Le retournement d’une tendance qui durait depuis plus de 35 ans est un événement rare. Il se produit sur le plus grand marché au monde, le marché obligataire. (Simone Wapler pour La Chronique Agora)

« C’est tellement rare d’en voir, surtout ici, au Congo  ! Aussi improbable que si nous avions vu des pandas »…

C’est la réflexion d’un membre de notre groupe en sortant d’un restaurant de Pointe Noire tenu par des Coréens du Nord, citoyens d’un des pays les plus fermés et totalitaires au monde et interdits de sortie de leur territoire.

« Pourquoi sont-ils là ? »

« Je pense que c’est une sorte de marchandage. On dit que le président se faisait soigner en Chine mais il a oublié de payer la note. Les Nord-Coréens, eux, acceptent encore de  prodiguer des soins de santé à l’entourage présidentiel. Depuis, une micro-communauté s’est installée ici. »

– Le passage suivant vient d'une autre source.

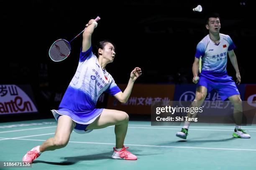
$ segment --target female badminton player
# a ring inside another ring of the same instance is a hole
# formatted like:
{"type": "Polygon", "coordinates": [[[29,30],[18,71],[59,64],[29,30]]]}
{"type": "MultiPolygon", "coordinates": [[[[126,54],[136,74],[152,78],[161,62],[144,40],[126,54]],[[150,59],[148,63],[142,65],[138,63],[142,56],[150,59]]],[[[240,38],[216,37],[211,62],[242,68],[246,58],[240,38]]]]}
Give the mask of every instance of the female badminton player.
{"type": "Polygon", "coordinates": [[[131,92],[135,80],[141,75],[141,68],[132,70],[125,89],[122,92],[112,76],[105,69],[115,56],[115,46],[107,41],[99,42],[97,57],[92,52],[92,35],[97,23],[91,20],[83,33],[82,48],[76,72],[70,82],[58,110],[51,110],[57,120],[55,134],[42,145],[33,148],[23,157],[23,162],[32,163],[41,153],[66,146],[72,130],[80,133],[90,132],[115,125],[116,145],[112,158],[136,160],[137,157],[123,145],[127,131],[129,116],[125,112],[113,110],[95,108],[99,97],[104,92],[125,103],[131,92]]]}

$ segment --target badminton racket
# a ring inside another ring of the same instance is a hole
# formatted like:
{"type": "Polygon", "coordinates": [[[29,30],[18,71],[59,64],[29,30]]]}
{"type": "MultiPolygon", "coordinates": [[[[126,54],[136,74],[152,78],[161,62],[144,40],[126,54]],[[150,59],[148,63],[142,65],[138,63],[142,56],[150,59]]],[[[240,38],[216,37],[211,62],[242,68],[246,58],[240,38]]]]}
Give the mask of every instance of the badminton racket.
{"type": "MultiPolygon", "coordinates": [[[[100,19],[100,17],[98,16],[94,20],[97,21],[100,19]]],[[[55,41],[49,50],[49,56],[51,60],[57,62],[66,59],[69,55],[71,52],[70,43],[83,33],[87,27],[85,27],[84,30],[69,42],[63,39],[59,39],[55,41]]]]}

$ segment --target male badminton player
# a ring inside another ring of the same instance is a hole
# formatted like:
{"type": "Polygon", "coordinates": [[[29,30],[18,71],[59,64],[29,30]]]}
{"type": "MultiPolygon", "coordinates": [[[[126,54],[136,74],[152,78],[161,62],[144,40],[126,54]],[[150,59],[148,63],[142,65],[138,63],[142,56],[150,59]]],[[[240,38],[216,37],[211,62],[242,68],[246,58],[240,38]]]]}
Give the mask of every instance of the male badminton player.
{"type": "MultiPolygon", "coordinates": [[[[195,107],[199,107],[205,98],[207,91],[216,89],[222,100],[228,98],[234,106],[233,116],[236,125],[233,136],[249,138],[250,135],[241,128],[243,108],[239,92],[235,82],[228,75],[226,69],[228,54],[236,72],[236,83],[240,84],[241,77],[233,50],[236,46],[229,35],[220,33],[220,22],[218,14],[211,14],[206,19],[205,27],[209,30],[209,34],[197,44],[192,67],[194,76],[192,81],[197,83],[193,103],[195,107]],[[199,77],[198,75],[200,56],[202,57],[202,69],[199,77]]],[[[195,113],[192,117],[196,115],[195,113]]],[[[185,121],[181,131],[176,133],[176,136],[186,139],[190,124],[190,122],[185,121]]]]}
{"type": "Polygon", "coordinates": [[[116,145],[112,158],[137,160],[136,155],[127,150],[128,147],[123,145],[128,126],[128,115],[119,110],[95,108],[95,105],[104,91],[113,95],[120,102],[126,102],[135,81],[141,75],[141,70],[136,67],[132,70],[127,87],[122,92],[105,68],[115,56],[113,44],[107,41],[100,42],[97,47],[97,57],[92,52],[92,35],[97,25],[94,20],[90,20],[87,24],[75,74],[59,110],[52,110],[58,121],[54,136],[28,152],[23,157],[23,161],[32,163],[44,152],[64,147],[73,130],[84,133],[113,125],[115,125],[116,145]]]}

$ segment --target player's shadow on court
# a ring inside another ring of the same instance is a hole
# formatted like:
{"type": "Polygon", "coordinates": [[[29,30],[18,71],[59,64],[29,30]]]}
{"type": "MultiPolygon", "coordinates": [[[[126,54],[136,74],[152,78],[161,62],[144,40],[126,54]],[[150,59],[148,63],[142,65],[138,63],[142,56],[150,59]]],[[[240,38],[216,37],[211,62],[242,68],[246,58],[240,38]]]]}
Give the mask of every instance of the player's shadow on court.
{"type": "MultiPolygon", "coordinates": [[[[158,155],[158,154],[139,154],[137,152],[141,152],[140,150],[130,150],[134,154],[137,156],[144,156],[152,155],[158,155]]],[[[34,163],[44,163],[48,164],[56,165],[70,165],[75,164],[79,161],[84,160],[100,160],[103,159],[112,159],[111,155],[112,152],[100,153],[97,154],[88,155],[82,155],[78,156],[74,156],[70,157],[61,157],[61,158],[65,160],[64,161],[60,162],[48,162],[43,160],[35,160],[33,162],[34,163]]]]}
{"type": "MultiPolygon", "coordinates": [[[[177,143],[180,142],[188,142],[189,143],[205,143],[207,142],[227,142],[230,140],[233,140],[236,139],[234,138],[230,138],[227,139],[222,139],[216,140],[193,140],[194,139],[189,139],[188,140],[180,140],[176,142],[174,142],[173,143],[177,143]]],[[[198,139],[198,138],[195,138],[195,139],[198,139]]]]}
{"type": "MultiPolygon", "coordinates": [[[[132,153],[134,154],[137,156],[144,156],[152,155],[157,155],[157,154],[140,154],[137,153],[141,152],[141,150],[129,150],[132,153]]],[[[65,161],[63,162],[72,162],[77,163],[77,162],[83,160],[100,160],[103,159],[113,159],[111,158],[111,155],[112,155],[113,152],[108,152],[105,153],[101,153],[93,155],[82,155],[79,156],[74,156],[72,157],[62,157],[61,159],[65,160],[65,161]]]]}

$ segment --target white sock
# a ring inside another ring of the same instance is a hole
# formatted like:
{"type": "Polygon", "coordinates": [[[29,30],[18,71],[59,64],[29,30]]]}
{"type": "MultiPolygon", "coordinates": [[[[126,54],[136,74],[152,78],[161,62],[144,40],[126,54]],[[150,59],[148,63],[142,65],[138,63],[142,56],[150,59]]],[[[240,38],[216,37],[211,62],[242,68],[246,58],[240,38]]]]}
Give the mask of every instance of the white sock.
{"type": "Polygon", "coordinates": [[[184,129],[188,129],[190,125],[190,122],[187,121],[185,121],[185,122],[184,122],[184,125],[183,126],[182,128],[184,128],[184,129]]]}
{"type": "Polygon", "coordinates": [[[41,153],[42,153],[42,152],[40,152],[40,150],[39,150],[39,148],[40,147],[40,146],[36,146],[35,148],[33,148],[31,150],[33,151],[33,150],[36,150],[37,151],[37,152],[38,152],[38,154],[41,155],[41,153]]]}
{"type": "Polygon", "coordinates": [[[241,129],[241,126],[238,126],[238,125],[236,125],[236,129],[241,129]]]}
{"type": "Polygon", "coordinates": [[[119,148],[119,149],[118,149],[118,148],[115,148],[115,150],[117,150],[118,151],[120,151],[120,150],[121,150],[122,149],[123,149],[123,148],[119,148]]]}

Des dettes, toujours et partout, le sujet finit par revenir sur la table.

Les taux montent et l’endettement public et privé n’a jamais été aussi élevé.

Tout ce poids mort de la dette peut vite devenir accablant. La dette la plus sensible à la hausse des taux sera en principe la première à s’écrouler.

En Europe, c’est la dette publique, avec l’Italie en première ligne, qui semble menaçante. Le dernier placement d’obligations du gouvernement italien s’est mal passé et a été peu souscrit. Mais, pour le moment, la Banque centrale européenne fait « tout ce qu’il faut » selon la formule désormais consacrée pour reculer l’échéance du défaut.

Aux Etats-Unis, parmi les 14 000 Mds$ de prêts contractés par les ménages, seulement 10% auraient été contractés à taux variable, nous rassure le Wall Street Journal, qui s’appuie sur un document de Morgan Stanley.

graphique - dette - ménages

La menace de plus en plus ouvertement évoquée (et plus seulement dans ces chroniques) est celle de la dette des entreprises.

Déjà, la dette la plus risquée, celle dite high yield ou encore « obligations pourries », chute depuis septembre, ce qui veut dire que les intérêts augmentent.